Руфина смотрит на нее, чуть покачивая головой, в ее выцветших глазах – презрение и вместе с тем сострадание. Наконец она зачерпывает еще ковшик воды и выливает Даше на голову. Та вскрикивает, и дурнота мигом проходит. Девушка поднимается с пола и застывает перед соседкой по келье.
– Скажешь – не тяжела? – насмешливо цедит Руфина. – Молода ты еще мне врать, матушка. Что же за тобой в отцовском доме плохо глядели? С кем нагуляла? С ровней хоть али так, от скуки, с холопом батюшкиным сцепилась?
– Да вот чтоб мне сейчас… – Даша быстро крестится, из глаз уже брызжут первые, горячие слезы. – Чтоб меня вороны заклевали, орлы растерзали, чтоб околеть мне без причастия, чтоб…

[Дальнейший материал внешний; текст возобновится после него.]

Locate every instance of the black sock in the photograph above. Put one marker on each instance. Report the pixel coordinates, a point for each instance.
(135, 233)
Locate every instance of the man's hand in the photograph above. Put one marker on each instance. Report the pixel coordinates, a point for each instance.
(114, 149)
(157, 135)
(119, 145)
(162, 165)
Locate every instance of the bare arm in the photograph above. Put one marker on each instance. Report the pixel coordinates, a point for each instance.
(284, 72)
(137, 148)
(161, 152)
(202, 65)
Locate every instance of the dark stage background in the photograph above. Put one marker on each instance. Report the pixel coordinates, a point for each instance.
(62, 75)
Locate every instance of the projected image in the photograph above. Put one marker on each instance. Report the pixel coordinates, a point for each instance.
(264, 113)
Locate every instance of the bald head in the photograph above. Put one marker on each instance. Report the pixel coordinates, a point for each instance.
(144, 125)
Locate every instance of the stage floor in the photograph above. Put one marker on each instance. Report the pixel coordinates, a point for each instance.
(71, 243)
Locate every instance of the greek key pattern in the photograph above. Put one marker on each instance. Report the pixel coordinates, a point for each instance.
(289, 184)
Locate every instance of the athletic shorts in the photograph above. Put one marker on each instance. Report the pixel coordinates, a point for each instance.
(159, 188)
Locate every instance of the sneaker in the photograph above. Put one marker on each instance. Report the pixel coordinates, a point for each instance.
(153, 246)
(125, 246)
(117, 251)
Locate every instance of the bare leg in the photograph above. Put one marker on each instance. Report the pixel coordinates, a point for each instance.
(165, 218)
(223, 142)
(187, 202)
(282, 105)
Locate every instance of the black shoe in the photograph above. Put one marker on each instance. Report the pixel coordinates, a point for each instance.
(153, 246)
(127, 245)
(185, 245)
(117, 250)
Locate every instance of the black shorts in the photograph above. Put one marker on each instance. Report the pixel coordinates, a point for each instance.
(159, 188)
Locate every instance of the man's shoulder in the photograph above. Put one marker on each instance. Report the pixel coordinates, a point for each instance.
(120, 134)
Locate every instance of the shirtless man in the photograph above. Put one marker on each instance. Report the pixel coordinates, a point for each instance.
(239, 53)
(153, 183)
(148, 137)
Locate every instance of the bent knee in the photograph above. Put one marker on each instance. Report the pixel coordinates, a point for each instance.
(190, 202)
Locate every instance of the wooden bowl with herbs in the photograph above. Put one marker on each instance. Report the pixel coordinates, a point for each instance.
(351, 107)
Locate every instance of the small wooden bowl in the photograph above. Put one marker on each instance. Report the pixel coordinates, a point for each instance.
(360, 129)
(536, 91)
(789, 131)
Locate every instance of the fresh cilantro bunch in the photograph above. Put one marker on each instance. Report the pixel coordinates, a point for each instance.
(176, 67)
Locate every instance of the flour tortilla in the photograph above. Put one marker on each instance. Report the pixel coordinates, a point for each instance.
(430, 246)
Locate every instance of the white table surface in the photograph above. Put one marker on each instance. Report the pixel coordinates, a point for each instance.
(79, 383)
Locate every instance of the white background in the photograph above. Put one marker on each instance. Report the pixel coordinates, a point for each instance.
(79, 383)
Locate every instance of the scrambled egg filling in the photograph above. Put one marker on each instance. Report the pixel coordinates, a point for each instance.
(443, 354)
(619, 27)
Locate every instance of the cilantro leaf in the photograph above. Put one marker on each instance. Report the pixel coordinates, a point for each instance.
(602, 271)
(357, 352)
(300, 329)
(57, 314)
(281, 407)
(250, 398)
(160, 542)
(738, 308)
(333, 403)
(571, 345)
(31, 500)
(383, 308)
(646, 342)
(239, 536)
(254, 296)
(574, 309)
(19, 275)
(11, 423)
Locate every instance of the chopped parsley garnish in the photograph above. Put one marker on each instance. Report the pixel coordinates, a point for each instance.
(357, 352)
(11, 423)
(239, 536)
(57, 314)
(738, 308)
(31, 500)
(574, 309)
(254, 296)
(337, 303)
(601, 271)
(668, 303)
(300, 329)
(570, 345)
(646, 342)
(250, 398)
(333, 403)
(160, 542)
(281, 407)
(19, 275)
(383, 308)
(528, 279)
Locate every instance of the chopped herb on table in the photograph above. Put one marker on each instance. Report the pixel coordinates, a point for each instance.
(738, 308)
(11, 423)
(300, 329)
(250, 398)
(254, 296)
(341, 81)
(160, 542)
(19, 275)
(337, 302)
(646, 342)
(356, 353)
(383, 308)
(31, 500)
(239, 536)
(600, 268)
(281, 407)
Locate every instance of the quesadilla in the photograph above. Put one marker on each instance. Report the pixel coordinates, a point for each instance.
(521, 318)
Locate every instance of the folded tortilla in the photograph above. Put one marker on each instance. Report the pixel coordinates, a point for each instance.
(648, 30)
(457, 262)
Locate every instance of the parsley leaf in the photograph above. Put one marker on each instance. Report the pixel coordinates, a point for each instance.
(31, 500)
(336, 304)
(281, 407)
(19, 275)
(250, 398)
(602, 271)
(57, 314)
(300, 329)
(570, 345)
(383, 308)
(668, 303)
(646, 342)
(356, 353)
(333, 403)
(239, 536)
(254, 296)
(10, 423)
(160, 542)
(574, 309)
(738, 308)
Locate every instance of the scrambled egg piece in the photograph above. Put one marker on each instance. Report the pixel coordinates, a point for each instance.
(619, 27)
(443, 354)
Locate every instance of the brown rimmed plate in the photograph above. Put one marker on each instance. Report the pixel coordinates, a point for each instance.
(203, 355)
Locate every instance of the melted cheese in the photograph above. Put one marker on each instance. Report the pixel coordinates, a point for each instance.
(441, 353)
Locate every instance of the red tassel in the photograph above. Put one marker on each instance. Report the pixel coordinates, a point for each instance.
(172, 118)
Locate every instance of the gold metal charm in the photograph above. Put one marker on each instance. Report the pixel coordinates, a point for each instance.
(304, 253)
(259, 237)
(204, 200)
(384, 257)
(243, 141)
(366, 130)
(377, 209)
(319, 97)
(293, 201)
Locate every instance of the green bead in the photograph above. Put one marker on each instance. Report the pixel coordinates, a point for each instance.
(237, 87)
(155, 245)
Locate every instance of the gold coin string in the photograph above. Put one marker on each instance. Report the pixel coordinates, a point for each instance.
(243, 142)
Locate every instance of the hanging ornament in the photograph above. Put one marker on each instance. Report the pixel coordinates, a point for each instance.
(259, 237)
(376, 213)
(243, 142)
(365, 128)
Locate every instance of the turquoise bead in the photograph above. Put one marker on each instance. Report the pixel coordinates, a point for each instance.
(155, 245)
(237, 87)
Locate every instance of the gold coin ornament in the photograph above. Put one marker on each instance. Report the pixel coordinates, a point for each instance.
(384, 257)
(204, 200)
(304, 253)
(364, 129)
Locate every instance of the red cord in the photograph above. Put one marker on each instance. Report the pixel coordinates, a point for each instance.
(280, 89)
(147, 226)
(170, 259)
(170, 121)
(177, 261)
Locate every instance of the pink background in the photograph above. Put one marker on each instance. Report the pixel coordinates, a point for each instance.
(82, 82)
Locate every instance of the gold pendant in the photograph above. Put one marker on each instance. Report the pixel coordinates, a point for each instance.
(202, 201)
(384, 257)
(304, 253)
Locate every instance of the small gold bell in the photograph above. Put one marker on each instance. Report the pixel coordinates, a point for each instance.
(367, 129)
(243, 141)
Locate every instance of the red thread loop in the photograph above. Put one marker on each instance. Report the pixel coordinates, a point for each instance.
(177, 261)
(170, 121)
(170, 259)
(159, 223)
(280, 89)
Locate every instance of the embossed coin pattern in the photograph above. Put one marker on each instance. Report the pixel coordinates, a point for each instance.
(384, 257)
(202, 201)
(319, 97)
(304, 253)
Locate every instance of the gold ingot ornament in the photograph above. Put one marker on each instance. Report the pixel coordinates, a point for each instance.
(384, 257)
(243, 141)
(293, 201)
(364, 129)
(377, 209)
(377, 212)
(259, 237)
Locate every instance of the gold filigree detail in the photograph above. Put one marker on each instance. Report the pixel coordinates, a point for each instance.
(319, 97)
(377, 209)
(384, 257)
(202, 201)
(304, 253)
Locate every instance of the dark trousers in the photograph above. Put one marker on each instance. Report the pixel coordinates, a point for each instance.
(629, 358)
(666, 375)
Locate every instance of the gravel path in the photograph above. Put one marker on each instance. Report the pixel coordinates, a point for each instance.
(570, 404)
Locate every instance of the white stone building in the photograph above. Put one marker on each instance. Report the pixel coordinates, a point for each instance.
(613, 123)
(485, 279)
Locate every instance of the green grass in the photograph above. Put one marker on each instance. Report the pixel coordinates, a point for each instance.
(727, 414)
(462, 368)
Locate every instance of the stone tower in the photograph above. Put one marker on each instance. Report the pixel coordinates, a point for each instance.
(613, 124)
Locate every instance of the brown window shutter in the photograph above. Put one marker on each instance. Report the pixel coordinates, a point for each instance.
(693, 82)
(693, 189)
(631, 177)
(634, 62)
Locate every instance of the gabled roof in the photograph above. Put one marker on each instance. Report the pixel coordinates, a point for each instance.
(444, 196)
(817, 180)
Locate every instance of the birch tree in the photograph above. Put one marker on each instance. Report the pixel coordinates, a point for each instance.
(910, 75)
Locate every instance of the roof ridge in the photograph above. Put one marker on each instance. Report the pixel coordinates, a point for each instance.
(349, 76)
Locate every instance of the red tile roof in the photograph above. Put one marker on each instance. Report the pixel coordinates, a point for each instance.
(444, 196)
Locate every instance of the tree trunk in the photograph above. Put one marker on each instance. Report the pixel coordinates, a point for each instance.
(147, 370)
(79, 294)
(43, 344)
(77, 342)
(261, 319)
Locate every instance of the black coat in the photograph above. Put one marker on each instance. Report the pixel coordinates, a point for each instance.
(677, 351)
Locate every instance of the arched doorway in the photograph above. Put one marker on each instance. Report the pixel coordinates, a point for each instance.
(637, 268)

– Тише! – останавливает ее Руфина и делает знак, что их могут подслушивать, указывая на дверь кельи. Даша тут же осекается. Инокиня смотрит на нее, будто надеясь прочитать правду на бледном, покрытом потом лице, и наконец кивает:
– Ловко зарекаешься, а докажешь чем? Коли не гуляла – откудова брюхо? Есть тут у нас нищая одна, за блаженную почитается. Щедро ей подают, а к нам забредет – ее матушка-настоятельница за стол с собой сажает… И все-то Арина-блаженненькая Александровой слободой жива да сыта, и вся-то жизнь ее в соборе да на паперти, вся на виду, как хошь гляди… А вона – все брюхата ходит. С кем пузо нагуливает, куда ребят девает – это чуду подобно! Ни в чем не уличена, не замечена. Ты не из таких ли чудесниц?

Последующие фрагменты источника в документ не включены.